Dec 8, 2020 | by Laura Bratton

Paul Tardie of the Inside Books Project and author of Inside: Dissecting a County Jail, talks about his old cellmate’s experience in Turner Trousdale Correctional throughout the COVID-19 pandemic. Tardie talks about his friend’s long-term health impacts from COVID and how the system at large needs to change.

Audio Submission By, Paul Tardie

Amended Transcript of Audio:

My celly – I got to know him really well. He was put into a private prison in middle Tennessee, Turner Trousdale Correctional. They’ve had a lot of problems with understaffing. So it had been poorly run before the pandemic. From what my old celly has told me, there was a guy in there that was exhibiting symptoms. That have been going on for a couple of weeks. And he went to medical. They just gave him Tylenol. His condition worsened; he was having trouble breathing.

They had to be aggressive in confronting the guards about taking care of this guy. It got that bad. They ended up having to take him to the hospital, and that’s when they figured out that he was pretty much patient zero in that unit.

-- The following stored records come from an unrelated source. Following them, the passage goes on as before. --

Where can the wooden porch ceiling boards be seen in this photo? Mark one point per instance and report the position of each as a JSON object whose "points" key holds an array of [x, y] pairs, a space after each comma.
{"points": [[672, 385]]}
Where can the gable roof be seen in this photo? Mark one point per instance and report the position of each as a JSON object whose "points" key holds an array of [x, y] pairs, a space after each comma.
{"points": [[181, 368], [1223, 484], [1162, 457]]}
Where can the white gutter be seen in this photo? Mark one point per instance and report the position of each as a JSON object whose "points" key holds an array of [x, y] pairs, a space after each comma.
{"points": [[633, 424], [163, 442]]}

Half of the population tested positive. And so they implemented lock downs. From what I’ve been told from my friend, he was supposed to get breathing treatments because he has asthma. And the nurses weren’t coming in. They were so short-staffed that they had educators that work there making food for the inmates. And that was typically just like sandwiches. Food that isn’t nutritious.

He ended up getting COVID. He got pneumonia, and then he got hospitalized and put isolation for about two weeks. And he just got out November and he’s currently on breathing treatment and is on oxygen. So it seems like he’s still struggling. This has negatively impacted him probably for the rest of his life.

You know, I wrote to at least seven different media outlets about the conditions, and nobody even replied. I think that most of the people in there should be released. I mean, there’s so many ways that the system monitors people that it’s unreasonable to keep inmates locked up right now. And that’s the problem is that if you’re going to impose isolation in that environment, that means locking people down and psychologically that’s damaging. It’s unacceptable. And leaving them in general population to be in contact with one another isn’t acceptable either.